Racial Disparities in Child Poverty Persist in Connecticut

This article was published on: 09/24/19 3:43 PM by Mike Minarsky

HARTFORD, Conn. — A new report shows fewer Connecticut children are living in concentrated poverty, but wide racial disparities persist.

The report, from the Annie E. Casey Foundation, cited an 11% decline in the number or children living in areas of the state where 30% or more live below the poverty line. But according to Liz Fraser, policy director at the Connecticut Association for Human Services, only 1-in-100 white children in the state lives in concentrated poverty, while for African-American and Latinx children, that number is 1-in-5.
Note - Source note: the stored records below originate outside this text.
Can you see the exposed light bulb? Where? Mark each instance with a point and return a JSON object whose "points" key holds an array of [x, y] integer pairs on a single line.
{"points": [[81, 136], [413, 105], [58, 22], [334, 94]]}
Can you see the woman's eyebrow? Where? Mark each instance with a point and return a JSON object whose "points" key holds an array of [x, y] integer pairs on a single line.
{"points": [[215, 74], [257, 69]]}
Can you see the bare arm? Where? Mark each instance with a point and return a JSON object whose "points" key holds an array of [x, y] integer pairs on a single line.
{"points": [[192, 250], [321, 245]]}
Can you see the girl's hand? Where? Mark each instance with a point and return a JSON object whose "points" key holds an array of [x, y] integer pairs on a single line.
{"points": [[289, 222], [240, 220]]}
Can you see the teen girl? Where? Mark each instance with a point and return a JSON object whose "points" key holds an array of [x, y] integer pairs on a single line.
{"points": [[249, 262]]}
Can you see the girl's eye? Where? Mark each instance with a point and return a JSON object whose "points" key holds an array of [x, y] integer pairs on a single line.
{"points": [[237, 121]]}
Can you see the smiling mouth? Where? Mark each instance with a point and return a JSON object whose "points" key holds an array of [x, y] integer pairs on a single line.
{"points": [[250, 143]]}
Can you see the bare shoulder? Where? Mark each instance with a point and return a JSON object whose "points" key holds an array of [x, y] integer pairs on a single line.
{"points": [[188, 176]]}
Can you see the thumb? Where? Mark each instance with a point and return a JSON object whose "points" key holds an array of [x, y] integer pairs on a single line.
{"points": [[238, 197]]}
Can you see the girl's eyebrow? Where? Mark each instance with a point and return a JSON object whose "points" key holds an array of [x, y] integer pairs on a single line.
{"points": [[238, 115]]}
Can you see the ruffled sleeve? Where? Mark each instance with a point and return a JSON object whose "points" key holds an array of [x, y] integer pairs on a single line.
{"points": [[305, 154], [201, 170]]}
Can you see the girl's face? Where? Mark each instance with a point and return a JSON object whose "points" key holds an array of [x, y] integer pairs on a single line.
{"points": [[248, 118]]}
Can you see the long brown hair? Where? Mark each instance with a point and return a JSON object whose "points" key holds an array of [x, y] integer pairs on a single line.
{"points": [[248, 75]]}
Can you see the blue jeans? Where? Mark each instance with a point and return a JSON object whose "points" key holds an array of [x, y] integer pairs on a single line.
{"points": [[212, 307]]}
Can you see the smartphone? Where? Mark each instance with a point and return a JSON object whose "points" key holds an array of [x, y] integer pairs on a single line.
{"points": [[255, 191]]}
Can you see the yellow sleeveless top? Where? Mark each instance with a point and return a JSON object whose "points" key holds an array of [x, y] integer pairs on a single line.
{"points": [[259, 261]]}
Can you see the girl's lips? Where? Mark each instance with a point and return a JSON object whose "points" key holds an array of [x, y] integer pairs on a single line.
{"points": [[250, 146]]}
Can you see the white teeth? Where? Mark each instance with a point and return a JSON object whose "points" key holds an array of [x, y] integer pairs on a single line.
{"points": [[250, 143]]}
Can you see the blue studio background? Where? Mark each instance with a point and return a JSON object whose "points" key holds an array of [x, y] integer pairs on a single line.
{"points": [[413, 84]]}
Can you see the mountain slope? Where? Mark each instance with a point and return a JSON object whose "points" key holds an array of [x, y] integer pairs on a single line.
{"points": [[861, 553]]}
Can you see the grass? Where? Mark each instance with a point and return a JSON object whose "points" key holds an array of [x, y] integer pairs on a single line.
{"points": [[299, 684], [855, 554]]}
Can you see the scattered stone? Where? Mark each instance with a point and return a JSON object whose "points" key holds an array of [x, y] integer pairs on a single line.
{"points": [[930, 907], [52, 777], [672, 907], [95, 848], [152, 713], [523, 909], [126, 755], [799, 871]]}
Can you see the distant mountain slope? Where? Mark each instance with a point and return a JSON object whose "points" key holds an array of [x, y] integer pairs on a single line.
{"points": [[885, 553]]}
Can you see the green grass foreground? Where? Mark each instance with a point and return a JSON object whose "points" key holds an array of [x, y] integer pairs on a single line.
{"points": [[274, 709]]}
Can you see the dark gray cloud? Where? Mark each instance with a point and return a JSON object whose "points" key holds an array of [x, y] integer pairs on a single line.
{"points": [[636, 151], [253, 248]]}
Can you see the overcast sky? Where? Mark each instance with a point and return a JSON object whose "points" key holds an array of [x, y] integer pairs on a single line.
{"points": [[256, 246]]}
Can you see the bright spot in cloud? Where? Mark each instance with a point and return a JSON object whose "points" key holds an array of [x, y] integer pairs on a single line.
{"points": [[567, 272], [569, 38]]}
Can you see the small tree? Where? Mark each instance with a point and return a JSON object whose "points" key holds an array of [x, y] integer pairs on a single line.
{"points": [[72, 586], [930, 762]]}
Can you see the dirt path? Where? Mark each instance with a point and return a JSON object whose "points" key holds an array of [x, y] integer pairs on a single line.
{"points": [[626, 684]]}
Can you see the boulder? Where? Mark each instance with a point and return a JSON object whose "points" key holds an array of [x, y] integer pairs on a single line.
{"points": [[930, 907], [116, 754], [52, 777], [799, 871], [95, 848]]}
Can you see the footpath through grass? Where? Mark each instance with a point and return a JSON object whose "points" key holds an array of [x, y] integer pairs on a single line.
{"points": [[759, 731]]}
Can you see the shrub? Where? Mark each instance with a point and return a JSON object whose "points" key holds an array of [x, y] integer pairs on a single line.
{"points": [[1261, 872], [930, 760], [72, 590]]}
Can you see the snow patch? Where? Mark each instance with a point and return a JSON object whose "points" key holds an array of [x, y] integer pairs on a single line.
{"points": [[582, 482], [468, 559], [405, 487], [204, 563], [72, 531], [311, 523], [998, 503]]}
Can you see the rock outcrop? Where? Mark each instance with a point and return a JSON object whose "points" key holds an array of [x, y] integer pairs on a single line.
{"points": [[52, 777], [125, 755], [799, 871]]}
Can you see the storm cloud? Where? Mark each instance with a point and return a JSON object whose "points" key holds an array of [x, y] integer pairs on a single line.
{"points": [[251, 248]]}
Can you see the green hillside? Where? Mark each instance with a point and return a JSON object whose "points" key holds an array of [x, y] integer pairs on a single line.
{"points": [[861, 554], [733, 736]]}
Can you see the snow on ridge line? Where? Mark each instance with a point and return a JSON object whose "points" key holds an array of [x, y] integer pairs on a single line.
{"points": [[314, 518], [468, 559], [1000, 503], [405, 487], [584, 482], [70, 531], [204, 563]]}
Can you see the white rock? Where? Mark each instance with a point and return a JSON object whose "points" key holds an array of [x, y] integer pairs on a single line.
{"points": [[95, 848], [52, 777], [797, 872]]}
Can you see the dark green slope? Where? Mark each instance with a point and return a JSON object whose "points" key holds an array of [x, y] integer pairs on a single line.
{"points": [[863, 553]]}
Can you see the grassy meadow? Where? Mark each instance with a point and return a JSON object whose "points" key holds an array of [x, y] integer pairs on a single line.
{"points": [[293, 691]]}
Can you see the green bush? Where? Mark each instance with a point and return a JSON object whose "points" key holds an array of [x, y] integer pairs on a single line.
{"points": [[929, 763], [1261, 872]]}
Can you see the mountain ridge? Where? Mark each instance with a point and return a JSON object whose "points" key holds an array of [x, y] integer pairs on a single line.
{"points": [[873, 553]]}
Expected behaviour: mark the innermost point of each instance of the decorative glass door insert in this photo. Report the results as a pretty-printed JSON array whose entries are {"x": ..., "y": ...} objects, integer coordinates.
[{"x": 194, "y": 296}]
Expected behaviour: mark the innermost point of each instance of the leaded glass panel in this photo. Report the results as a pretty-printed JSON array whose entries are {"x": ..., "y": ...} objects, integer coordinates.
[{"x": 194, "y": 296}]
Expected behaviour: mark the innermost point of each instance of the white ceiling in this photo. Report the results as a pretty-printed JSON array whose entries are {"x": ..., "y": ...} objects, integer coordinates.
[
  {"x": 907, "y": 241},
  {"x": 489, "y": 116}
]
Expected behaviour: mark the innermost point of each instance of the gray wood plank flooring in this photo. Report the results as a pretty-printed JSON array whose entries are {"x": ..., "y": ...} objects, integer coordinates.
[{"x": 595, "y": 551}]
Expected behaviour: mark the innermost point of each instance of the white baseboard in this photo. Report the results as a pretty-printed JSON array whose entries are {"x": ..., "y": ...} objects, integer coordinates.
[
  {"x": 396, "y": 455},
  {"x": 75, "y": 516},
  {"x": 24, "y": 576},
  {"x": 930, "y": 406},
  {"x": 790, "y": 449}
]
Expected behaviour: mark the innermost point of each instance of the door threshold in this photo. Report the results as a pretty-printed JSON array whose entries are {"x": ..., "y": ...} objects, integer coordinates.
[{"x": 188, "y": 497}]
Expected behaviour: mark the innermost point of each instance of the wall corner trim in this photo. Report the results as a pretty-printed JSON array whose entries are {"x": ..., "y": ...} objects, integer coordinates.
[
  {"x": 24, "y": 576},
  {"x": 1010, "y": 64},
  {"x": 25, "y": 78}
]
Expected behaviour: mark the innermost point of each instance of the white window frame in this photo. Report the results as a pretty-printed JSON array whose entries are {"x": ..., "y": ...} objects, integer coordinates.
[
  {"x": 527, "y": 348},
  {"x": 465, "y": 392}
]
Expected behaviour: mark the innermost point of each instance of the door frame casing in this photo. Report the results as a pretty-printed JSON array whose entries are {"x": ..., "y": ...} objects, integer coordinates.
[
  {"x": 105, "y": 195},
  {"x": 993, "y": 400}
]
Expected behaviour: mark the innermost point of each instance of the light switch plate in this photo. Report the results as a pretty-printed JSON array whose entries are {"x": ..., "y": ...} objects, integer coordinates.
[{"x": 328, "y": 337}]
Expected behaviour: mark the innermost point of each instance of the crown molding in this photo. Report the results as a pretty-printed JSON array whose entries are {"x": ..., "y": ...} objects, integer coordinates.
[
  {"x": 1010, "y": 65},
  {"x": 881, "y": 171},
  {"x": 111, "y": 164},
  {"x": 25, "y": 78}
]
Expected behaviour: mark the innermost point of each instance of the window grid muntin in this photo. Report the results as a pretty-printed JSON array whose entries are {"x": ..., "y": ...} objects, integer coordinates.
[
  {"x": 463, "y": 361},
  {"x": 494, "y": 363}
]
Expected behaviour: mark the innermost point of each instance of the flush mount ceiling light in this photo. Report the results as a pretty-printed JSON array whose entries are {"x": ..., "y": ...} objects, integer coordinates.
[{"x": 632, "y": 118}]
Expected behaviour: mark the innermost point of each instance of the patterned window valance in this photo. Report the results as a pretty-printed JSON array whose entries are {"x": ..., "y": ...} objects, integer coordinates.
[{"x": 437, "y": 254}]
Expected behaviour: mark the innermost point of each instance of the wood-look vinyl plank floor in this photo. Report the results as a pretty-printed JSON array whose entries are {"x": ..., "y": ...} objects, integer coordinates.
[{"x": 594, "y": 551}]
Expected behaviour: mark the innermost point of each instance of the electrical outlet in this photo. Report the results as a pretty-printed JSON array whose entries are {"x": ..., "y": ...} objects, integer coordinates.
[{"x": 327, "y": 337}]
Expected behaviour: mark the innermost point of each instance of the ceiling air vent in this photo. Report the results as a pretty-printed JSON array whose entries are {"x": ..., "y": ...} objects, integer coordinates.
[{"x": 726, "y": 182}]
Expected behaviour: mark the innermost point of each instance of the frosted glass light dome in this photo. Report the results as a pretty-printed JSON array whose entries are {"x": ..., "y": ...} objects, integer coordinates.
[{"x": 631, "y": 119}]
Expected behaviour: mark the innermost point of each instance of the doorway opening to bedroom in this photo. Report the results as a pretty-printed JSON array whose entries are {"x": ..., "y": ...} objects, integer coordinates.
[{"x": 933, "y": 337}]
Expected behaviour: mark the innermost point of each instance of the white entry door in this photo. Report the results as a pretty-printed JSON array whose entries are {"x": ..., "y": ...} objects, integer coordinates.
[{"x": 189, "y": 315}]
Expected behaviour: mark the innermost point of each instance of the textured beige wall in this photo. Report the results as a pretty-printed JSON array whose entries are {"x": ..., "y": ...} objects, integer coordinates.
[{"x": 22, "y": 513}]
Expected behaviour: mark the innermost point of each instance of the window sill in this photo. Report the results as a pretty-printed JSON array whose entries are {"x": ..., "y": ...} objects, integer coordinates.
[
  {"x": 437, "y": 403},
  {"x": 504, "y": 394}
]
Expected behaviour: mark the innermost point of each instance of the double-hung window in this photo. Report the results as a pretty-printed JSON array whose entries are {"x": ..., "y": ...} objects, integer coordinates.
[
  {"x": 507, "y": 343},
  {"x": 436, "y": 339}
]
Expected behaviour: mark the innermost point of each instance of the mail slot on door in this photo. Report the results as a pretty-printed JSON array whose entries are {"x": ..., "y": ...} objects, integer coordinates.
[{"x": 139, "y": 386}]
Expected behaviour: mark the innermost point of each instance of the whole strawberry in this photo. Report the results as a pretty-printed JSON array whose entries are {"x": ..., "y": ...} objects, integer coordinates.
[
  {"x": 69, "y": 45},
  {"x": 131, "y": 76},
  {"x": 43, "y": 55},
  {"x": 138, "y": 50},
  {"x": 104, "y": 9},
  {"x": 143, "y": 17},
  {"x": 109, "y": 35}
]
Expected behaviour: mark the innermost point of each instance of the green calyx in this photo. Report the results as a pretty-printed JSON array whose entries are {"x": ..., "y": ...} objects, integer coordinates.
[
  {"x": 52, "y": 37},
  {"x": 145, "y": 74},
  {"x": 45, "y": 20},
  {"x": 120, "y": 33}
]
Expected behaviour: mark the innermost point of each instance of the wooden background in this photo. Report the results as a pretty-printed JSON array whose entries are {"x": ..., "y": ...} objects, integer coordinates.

“That is an extreme gap in opportunity that we are perpetuating by not addressing the issues of our cities especially, and those rural areas that have higher concentrations of poverty,” Fraser said.

Nationally, 8.5 million children – or 12% of all children – live in concentrated poverty.

Scot Spencer, associate state director of advocacy with the Annie E Casey Foundation, noted that children growing up in high-poverty areas often lack access to healthy food and medical care, and are more likely to be exposed to environmental hazards and violence and live in poverty after they grow up.

“Living in high-poverty neighborhoods puts young people at risk,” Spencer said. “And we think that they really deserve to live in communities where they can learn, play and grow.”

The report recommended job training and development programs, building more affordable housing and changes to zoning laws to address concentrations of poverty.

Fraser pointed out that Connecticut has some of the wealthiest communities in the country as well as areas of extreme poverty.

“We have to come together as a Connecticut family and say that’s just not acceptable, and start putting some real resources and innovations into communities,” Fraser said.

She added that investing in children and families now will lead to healthier outcomes for children and savings on social services in the future.